Ready to contribute? Here’s how to set up Connectome Mapper 3 for local development.

  1. Fork the connectomemapper3 repo on GitHub.

  2. Clone your fork locally:

    git clone git@github.com:your_name_here/connectomemapper3.git
    cd connectomemapper3
    
  3. Create a branch for local development:

    git checkout -b name-of-your-bugfix-or-feature
    
  4. Now you can make your changes locally. If you add a new node in a pipeline or a completely new pipeline, we encourage you to rebuild the BIDS App Docker image (See BIDS App build instructions).

Note

Please keep your commit the most specific to a change it describes. It is highly advice to track un-staged files with git status, add a file involved in the change to the stage one by one with git add <file>. The use of git add . is highly discouraged. When all the files for a given change are staged, commit the files with a brief message using git commit -m "[COMMIT_TYPE]: Your detailed description of the change." that describes your change and where [COMMIT_TYPE] can be [FIX] for a bug fix, [ENH] for a new feature, [MAINT] for code maintenance and typo fix, [DOC] for documentation, [CI] for continuous integration testing, [UPD] for dependency update, [MISC] for miscellaneous.

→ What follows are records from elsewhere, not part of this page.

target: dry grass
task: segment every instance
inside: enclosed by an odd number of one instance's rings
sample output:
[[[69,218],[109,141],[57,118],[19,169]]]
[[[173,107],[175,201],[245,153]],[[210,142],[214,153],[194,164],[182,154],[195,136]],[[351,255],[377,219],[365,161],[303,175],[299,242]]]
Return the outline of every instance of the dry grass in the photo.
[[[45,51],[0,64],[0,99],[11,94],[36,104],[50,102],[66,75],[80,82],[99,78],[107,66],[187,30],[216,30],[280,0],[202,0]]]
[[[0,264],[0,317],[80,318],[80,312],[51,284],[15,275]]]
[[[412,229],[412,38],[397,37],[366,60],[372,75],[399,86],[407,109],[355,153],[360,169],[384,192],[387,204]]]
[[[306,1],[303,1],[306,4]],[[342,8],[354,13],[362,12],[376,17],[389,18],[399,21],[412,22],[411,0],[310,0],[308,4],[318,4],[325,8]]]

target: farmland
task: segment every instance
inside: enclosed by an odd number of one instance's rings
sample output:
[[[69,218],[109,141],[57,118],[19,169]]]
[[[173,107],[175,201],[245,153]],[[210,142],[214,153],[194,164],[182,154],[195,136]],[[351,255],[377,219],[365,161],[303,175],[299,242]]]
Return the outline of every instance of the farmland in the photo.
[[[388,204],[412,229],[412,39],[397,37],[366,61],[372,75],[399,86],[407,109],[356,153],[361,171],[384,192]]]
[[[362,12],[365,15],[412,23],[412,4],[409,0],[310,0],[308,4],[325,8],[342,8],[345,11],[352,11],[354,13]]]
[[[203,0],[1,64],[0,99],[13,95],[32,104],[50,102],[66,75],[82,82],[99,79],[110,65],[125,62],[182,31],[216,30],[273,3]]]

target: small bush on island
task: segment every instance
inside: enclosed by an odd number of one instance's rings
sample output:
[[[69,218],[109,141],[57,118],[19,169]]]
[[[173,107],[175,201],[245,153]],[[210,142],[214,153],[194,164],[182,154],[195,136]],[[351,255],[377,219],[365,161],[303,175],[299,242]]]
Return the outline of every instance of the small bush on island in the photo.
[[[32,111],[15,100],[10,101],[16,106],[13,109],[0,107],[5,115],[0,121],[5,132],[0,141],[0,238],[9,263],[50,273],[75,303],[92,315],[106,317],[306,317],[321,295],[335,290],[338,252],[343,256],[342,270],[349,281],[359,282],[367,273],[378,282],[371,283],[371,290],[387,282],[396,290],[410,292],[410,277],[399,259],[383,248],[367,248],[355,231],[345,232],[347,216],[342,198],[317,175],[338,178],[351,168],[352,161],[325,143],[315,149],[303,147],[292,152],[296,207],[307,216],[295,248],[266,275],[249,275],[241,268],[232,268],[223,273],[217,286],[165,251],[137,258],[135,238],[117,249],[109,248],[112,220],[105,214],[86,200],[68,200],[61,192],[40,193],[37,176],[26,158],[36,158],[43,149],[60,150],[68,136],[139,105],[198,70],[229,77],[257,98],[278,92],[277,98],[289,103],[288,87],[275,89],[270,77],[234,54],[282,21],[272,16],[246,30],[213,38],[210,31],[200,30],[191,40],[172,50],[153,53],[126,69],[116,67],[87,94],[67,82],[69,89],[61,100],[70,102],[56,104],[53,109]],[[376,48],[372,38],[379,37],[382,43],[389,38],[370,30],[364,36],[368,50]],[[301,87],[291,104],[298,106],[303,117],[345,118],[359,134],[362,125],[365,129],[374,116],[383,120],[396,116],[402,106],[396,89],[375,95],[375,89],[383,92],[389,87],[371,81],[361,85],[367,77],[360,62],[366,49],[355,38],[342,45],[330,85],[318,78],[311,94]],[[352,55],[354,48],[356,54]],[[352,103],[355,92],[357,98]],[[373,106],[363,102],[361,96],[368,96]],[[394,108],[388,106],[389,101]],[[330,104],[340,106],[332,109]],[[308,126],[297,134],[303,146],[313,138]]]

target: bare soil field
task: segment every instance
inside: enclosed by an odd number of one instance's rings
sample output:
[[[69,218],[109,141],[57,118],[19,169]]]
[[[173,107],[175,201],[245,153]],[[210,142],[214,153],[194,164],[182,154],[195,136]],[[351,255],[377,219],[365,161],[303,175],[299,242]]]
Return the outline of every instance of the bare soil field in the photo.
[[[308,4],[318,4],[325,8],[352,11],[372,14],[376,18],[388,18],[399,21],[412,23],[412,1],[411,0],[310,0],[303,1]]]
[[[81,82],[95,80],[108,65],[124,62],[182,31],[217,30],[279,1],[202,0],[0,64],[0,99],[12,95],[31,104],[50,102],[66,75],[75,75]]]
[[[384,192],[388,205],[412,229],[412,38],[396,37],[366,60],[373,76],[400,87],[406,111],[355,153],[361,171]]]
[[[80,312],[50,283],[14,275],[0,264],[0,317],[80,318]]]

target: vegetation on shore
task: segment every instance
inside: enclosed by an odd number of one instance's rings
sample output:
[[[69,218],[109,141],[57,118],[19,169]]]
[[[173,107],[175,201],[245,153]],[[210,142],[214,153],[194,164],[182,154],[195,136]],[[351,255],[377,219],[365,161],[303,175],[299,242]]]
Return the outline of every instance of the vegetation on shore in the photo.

  1. When you’re done making changes, push your branch to GitHub:

    git push origin name-of-your-bugfix-or-feature
    
  2. Submit a pull request through the GitHub website.

Pull Request Guidelines

Before you submit a pull request, check that it meets these guidelines:

  1. If the pull request adds functionality, the docs and tests should be updated (See documentation build instructions).

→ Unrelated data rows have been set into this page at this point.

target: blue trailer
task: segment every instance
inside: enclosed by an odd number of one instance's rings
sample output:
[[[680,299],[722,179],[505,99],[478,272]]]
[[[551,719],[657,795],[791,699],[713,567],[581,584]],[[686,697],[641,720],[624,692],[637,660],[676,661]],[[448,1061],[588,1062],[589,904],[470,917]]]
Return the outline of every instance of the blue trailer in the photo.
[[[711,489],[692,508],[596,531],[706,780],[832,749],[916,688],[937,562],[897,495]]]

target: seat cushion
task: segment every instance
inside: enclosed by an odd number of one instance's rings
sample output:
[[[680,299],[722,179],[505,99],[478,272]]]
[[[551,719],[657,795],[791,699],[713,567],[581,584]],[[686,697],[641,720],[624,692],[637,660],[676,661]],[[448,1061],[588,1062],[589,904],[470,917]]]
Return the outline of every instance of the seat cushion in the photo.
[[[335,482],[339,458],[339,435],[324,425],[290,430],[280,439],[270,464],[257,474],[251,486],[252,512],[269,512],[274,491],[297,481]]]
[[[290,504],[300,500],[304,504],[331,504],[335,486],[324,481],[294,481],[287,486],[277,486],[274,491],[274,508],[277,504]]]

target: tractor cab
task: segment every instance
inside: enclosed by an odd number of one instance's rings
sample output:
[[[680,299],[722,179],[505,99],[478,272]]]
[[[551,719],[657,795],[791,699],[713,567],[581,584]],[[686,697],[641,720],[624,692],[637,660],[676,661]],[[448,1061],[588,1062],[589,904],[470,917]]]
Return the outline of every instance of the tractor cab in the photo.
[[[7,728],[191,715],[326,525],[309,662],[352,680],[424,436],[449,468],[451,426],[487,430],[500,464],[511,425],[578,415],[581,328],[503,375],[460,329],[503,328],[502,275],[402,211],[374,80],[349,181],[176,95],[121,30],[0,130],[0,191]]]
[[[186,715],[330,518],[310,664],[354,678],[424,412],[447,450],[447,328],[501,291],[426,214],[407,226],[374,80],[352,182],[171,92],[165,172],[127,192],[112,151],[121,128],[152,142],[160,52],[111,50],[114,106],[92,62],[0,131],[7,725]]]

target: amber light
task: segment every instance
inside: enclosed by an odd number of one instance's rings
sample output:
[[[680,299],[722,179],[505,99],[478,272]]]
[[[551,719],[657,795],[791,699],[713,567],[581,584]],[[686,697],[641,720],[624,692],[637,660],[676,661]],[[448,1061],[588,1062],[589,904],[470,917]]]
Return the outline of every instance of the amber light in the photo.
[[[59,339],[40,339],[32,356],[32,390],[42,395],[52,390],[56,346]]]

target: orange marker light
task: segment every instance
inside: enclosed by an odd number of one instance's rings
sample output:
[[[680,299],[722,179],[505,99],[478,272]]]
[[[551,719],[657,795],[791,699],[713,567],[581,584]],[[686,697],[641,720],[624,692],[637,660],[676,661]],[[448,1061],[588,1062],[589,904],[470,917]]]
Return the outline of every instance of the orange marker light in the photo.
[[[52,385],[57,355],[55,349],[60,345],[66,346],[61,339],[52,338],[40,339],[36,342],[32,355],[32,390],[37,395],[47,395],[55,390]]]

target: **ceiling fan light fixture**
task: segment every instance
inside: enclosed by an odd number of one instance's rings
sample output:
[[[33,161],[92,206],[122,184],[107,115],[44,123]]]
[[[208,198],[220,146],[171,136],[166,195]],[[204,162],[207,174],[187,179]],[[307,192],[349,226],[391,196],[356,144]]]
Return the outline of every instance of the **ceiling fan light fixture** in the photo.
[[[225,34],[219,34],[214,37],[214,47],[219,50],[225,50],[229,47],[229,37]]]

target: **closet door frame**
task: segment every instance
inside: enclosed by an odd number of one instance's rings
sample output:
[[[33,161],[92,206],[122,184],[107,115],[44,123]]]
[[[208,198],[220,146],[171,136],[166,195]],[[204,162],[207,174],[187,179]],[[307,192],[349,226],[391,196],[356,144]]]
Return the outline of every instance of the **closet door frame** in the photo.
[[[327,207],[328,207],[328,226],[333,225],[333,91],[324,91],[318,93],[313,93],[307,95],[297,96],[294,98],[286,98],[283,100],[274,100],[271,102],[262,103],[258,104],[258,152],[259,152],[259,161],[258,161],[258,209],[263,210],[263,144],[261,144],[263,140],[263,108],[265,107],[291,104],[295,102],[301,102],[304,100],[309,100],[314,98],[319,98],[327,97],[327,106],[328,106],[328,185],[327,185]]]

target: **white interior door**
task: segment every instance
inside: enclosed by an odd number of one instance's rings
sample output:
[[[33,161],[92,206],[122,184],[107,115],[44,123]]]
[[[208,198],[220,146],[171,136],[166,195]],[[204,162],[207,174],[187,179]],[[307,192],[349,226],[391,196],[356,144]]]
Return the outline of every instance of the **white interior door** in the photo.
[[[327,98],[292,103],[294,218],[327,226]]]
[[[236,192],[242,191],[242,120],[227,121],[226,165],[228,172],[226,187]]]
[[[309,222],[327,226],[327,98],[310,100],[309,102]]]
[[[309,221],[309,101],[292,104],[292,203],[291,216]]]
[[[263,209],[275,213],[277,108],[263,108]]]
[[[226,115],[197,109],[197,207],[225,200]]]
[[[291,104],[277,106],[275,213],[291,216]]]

  2. Python code and docstring should comply with PEP8 and PEP257 standards.

  3. The pull request should pass all tests on GitHub.

How to build the BIDS App locally

  1. Go to the clone directory of your fork and run the script build_bidsapp.sh

    cd connectomemapper3
    sh scripts/build_bidsapp.sh
    

Note

Tag of the version of the image is extracted from cmp/info.py. You might want to change the version in this file to not overwrite an other existing image with the same version.

How to build the documentation locally

To generate the documentation:

  1. Install the CMP3 conda environment py39cmp-gui:

    $ cd connectomemapper3
    $ conda env create -f environment.yml
    
  2. Activate CMP3 conda environment py39cmp-gui:

    $ conda activate py39cmp-gui
    
  3. Install all dependencies such as sphinx and its extensions, required for the build:

    (py39cmp-gui)$ pip install -r docs/requirements.txt
    
  4. Install connectomemapper3:

    (py39cmp-gui)$ pip install .
    
  5. Run the script scripts/build_docs.sh to generate the HTML documentation in docs/_build/html:

    (py39cmp-gui)$ sh scripts/build_docs.sh
    

Note

Make sure to have (1) activated the conda environment py39cmp-gui and (2) reinstalled connectomemapper3 with pip before running build_docs.sh.


Authors

Sebastien Tourbier, Adrien Birbaumer

Version

Revision: 2

Acknowledgments

We thanks the authors of these great contributing guidelines, from which part of this document has been inspired and adapted.